Costco's latest quarterly earnings report paints a less-than-rosy picture for the warehouse club retailer.
For the first time in over six years, the company reported flat growth in comparable sales and failed to meet analysts' expectations of 1.9 percent growth, Reuters reported.
The stagnation, the Washington-based company said, came from weakening sales in April as its high-income consumers, who make for its prime customer base, pulled back on spending at the store. Unusually cold weather and problems arising from the transition of its Amex-only platform to Visa were cited as some of the other reasons resulting in the slowdown.
The earnings report also highlights a shift in consumer spending habits, with lower-income customers reportedly spending more as compared to the middle- and higher-income groups.
On the bright side, Costco saw a 5.6 percent rise in membership as compared to a 3.9 percent membership rise of Walmart's Sam's Club, its top competitor.
However, on the sales front, Walmart beat Costco with better-than-expected sales stemming from a higher demand for clothing and increased drug prices, according to Reuters.

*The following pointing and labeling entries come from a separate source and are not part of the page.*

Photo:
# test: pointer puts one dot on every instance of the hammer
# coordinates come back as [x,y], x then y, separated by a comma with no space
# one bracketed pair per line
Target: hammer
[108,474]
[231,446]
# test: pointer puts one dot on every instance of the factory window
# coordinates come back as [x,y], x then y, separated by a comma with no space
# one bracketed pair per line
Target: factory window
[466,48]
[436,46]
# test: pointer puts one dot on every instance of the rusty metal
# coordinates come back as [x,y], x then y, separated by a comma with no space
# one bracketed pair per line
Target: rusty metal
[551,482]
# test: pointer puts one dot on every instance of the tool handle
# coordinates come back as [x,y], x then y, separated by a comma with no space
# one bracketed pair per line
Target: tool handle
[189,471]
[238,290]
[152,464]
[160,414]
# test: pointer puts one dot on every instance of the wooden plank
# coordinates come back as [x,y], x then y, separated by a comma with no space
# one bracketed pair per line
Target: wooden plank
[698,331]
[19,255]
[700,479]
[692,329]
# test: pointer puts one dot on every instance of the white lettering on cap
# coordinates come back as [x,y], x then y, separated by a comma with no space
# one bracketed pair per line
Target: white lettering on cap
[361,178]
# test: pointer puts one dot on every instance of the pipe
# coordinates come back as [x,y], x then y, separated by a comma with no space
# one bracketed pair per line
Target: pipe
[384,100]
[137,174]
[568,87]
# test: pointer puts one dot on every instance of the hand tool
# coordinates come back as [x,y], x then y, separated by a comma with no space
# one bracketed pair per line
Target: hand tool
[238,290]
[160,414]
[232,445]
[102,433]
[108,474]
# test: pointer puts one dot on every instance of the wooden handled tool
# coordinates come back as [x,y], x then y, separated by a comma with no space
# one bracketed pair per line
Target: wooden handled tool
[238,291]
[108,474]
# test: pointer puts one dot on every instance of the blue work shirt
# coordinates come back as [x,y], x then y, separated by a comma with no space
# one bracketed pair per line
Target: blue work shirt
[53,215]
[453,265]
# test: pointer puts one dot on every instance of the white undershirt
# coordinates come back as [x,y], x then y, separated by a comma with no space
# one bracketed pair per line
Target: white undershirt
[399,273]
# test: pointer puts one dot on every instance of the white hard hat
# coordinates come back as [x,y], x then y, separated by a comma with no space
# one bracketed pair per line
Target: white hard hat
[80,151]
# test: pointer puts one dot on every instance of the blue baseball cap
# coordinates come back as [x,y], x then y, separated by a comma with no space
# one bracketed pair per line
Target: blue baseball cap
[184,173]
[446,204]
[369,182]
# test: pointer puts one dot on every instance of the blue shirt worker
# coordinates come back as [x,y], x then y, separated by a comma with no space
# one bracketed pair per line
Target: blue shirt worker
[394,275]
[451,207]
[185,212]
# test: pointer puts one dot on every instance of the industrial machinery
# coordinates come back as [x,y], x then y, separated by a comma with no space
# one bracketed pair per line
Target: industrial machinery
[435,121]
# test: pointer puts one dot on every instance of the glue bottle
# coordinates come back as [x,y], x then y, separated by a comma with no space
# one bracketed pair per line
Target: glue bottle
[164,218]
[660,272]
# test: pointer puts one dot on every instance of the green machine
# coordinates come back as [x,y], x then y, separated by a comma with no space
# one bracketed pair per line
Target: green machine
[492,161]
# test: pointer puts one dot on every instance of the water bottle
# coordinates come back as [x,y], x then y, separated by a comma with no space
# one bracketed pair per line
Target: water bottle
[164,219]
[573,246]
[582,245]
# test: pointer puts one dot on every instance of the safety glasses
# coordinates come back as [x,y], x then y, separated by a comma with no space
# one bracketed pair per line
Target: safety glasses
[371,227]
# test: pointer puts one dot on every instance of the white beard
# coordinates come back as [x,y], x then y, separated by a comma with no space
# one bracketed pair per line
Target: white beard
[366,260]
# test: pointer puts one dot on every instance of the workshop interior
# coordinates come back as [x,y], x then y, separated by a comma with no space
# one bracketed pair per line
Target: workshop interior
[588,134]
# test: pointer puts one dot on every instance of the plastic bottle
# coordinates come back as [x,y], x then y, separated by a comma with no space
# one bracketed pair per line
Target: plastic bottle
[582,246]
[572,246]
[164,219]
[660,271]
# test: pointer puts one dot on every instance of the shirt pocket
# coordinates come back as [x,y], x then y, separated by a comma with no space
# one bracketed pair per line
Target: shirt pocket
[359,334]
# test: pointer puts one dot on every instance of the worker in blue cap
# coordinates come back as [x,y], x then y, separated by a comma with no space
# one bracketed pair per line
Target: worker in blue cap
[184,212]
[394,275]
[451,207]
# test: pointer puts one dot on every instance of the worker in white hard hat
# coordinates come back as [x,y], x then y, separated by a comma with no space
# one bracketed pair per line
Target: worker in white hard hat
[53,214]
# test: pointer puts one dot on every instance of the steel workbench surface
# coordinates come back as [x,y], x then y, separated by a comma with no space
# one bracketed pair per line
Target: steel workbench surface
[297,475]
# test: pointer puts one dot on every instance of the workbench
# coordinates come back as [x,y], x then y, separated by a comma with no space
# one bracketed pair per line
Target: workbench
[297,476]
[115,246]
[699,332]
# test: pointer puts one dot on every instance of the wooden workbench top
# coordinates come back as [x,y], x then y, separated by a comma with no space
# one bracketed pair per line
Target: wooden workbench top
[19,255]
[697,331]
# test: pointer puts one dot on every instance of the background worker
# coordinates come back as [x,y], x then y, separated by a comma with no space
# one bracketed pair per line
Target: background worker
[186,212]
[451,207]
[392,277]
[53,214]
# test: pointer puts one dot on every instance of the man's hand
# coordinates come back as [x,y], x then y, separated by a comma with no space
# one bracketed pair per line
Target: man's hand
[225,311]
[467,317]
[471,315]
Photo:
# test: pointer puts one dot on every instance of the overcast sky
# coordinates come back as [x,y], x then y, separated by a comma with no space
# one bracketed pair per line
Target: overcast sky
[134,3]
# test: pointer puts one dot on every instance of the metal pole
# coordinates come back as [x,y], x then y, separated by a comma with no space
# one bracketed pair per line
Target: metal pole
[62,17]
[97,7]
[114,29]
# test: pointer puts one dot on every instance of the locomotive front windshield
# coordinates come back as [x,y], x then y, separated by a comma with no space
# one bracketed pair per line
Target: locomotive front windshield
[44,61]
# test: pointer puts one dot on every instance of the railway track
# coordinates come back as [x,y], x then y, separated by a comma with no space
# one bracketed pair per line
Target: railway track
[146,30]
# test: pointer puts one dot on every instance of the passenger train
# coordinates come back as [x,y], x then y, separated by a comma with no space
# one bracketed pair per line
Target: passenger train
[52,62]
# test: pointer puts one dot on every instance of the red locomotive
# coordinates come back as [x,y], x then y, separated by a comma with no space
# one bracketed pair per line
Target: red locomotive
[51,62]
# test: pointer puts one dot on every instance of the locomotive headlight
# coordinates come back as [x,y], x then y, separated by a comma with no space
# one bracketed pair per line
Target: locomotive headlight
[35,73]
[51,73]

On the other hand, retailers like Macy's and Target reported weak quarterly sales and blamed lower demand for clothing and electronics and unreasonably cold weather for it.
As for Costco, lower fuel prices were yet another circumstance affecting its quarterly earnings. About 10 percent of Costco's earnings come from gas sales at its pumps. Their effect on its earnings could make things worse for Costco, which is looking into expanding its gas station business, as Retail Dive pointed out.
Taking out the effects of fuel and currency fluctuations, Costco's sales at comparable stores went up by 3 percent, which was reportedly below the 4.6 percent estimated by analysts.
For next year, however, things might turn around for the company if it hikes the cost of its annual membership program. Costco is known to revise its membership rates almost every six years. Since the last hike came in Nov. 2011, the company is due for one next year, said UBS Analyst Michael Lasser.